Como também é costume nestas andanças, a ilustradora Diana Mascarenhas (prima de David Santos) partilhou o palco com Noiserv, montando um ardiloso aparato multimédia. Com a sua caneta digital precisa e paciente, Diana ia desenhando livremente ao sabor de cada canção, sendo cada traço seu projectado sobre uma tela gigante: a cura que David Santos encontrou contra a terrível solidão dos grandes palcos.
Sendo compreensível o facto de o novo álbum ter dominado o alinhamento do concerto, seria contudo criminoso se Noiserv tivesse posto de parte todas as canções emblemáticas do passado. Noiserv não o fez, recordando aos seus devotos porque é que a “Bullets on Parade” do primeiro álbum, a “Mr. Carousel” do segundo, e a “Palco do Tempo” do documentário “José & Pilar” são a única Santa Trindade em que realmente acreditam. Foi também numa das antigas (“The Sad Story of the Old Town”, do segundo disco) que aconteceu um curioso acontecimento.Noiserv tocou uma primeira linha de guitarra, e quando passou aos teclados, parou de tocar e disse-nos: “Isto está um bocado fora do tom, não está? Enganei-me no tom da viola. Pena ter perdido já o meu único crédito tão cedo.” E recomeçou a tocar agora no tom certo. Noiserv é a anti-vedeta por excelência, e é precisamente a sua espontaneidade despretensiosa que torna o espectáculo tão intimista.

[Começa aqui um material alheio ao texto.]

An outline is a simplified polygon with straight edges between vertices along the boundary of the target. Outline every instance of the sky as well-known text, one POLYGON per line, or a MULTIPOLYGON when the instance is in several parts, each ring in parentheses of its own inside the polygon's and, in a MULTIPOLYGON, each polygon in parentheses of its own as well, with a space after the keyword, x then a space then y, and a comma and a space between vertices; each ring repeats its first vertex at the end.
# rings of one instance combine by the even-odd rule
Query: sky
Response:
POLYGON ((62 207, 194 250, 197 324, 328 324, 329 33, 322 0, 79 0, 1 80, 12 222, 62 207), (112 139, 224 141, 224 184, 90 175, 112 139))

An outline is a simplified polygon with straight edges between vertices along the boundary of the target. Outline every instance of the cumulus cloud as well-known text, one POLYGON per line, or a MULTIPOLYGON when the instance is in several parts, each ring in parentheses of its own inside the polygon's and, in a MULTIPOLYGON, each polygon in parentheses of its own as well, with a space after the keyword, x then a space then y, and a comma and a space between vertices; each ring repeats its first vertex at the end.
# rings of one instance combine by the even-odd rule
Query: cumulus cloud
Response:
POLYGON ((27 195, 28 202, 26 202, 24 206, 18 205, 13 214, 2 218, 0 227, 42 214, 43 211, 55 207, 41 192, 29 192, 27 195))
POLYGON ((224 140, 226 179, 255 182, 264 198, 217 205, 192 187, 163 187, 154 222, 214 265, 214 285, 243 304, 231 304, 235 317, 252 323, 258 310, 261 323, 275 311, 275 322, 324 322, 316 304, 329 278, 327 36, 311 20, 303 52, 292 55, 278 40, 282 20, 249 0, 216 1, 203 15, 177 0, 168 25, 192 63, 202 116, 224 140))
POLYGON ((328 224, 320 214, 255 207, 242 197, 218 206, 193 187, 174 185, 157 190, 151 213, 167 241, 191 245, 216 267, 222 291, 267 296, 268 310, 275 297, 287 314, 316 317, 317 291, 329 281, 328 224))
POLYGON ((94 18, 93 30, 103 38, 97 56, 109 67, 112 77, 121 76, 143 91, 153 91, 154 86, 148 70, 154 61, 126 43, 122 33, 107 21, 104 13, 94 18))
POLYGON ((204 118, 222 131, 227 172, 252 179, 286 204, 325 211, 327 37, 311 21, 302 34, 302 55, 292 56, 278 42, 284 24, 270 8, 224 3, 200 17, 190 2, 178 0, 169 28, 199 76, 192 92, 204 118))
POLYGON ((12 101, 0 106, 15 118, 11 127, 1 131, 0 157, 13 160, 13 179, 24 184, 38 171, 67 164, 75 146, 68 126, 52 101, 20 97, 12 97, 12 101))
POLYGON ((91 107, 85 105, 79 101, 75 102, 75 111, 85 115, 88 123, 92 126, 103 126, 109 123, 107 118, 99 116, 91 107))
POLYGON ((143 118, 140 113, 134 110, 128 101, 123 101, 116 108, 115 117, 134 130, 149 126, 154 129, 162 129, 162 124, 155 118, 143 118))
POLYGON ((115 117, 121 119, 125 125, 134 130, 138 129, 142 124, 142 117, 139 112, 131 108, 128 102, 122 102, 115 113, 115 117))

Mas o momento alto do concerto aconteceu mesmo numa canção nova (“I Was Trying to Sleep When Everyone Woke Up”), na qual o dogma sagrado da solidão musical de Noiserv foi hereticamente violado. E foi mesmo um estupro à grande porque foram logo seis os amigos que açambarcaram o palco a David paracantarem com ele: Rita Redshoes, Francisca Cortesão (Minta), Luísa Sobral, Luís Nunes (Walter Benjamin), Afonso Cabral (You Can’t Win, Charlie Brown) e Esperi (um amigo escocês de David Santos). Um pensamento provocou-me calafrios: se o telhado ruísse naquele momento em cima do palco, cerca de 70% dos novos nomes interessantes da nossa “Pop” iria, de uma só vez, à viola. Foi com alívio que, por fim, os vi descer do palco. Ilesos.
No final do concerto, ninguém deixou Noiserv abandonar o palco sem cumprir os devidos “encores”. Afinal, foi o próprio Noiserv que nos ensinou isso numa das suas canções novas. “Don’t say hi if you don’t have time for a nice goodbye.”